1. Website first impression
- The homepage says what kind of food you serve within 5 seconds.
- The phone number, address, menu, and hours are easy to find on mobile.
- The main photo makes the restaurant look current, clean, and inviting.
- The site explains dine-in, takeout, delivery, reservations, catering, or private events if offered.
2. Menu clarity
- The menu is readable on a phone without pinching and zooming.
- Popular items have short descriptions that explain ingredients, style, and portion when helpful.
- Prices are current or the page clearly says prices may change.
- Food allergy, gluten-free, vegetarian, vegan, spicy, and kid-friendly notes are clear where useful.
3. Google Business Profile basics
- Hours, holiday hours, phone, address, website, and menu links are current.
- Photos show food, dining area, exterior, menu, and the customer experience.
- Services like takeout, delivery, outdoor seating, reservations, and catering are accurate.
- Reviews are checked and answered with a calm, human tone.
4. Social and local promotions
- The restaurant has a simple weekly posting rhythm.
- Posts show real food, people, specials, events, and customer-useful updates.
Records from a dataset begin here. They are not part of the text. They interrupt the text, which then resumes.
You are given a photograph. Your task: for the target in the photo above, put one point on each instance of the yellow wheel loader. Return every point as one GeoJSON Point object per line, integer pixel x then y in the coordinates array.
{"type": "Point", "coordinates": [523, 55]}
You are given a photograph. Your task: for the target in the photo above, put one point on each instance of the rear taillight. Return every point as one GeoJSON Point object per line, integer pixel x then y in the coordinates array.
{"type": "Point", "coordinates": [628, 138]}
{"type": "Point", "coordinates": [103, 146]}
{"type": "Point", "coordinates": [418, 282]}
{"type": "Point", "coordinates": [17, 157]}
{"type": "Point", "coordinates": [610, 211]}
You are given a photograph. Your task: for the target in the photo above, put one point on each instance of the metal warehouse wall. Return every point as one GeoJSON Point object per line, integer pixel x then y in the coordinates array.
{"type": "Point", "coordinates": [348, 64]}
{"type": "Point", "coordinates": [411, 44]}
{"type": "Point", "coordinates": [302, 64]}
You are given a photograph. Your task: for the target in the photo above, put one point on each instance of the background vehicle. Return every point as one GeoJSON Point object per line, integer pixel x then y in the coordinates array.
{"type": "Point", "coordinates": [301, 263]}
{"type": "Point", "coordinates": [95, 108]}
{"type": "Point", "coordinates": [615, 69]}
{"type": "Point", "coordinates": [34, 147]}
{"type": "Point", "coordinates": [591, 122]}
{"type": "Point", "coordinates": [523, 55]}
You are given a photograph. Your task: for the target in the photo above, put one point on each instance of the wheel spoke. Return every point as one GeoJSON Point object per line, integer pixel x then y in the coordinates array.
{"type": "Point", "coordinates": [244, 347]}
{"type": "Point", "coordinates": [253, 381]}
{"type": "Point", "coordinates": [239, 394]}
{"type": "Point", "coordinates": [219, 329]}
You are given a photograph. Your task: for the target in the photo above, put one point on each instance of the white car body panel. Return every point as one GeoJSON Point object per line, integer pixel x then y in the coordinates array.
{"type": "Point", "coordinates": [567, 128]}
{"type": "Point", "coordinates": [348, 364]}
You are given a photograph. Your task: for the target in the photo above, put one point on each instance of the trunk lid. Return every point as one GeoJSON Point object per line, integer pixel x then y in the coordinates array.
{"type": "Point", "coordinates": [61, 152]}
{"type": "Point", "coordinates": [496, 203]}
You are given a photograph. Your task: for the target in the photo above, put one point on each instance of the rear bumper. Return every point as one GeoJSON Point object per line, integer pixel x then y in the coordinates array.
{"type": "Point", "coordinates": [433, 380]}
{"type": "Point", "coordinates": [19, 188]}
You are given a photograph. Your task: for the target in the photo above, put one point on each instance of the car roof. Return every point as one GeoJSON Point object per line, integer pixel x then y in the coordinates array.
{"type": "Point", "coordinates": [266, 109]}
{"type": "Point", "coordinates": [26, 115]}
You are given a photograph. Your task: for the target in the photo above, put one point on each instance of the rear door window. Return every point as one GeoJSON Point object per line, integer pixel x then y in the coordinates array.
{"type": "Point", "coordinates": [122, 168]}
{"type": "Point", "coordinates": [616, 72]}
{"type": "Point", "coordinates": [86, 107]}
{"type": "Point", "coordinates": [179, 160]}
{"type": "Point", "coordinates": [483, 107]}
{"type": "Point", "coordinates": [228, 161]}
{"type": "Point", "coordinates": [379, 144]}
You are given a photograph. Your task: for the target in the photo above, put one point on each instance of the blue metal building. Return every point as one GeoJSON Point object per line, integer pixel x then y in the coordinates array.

- Slow-night ideas are planned before the restaurant gets desperate.
- Posts avoid fake urgency, fake scarcity, and exaggerated claims.
5. Repeat customers
- Customers know how to order again, reserve again, or follow for updates.
- Staff can explain specials, loyalty offers, and events in plain language.
- Website and social pages make it easy to remember what makes the restaurant special.
Next step
Pick the weakest section above and improve that first. Most local restaurant marketing gets better when the basics become easier for customers to understand.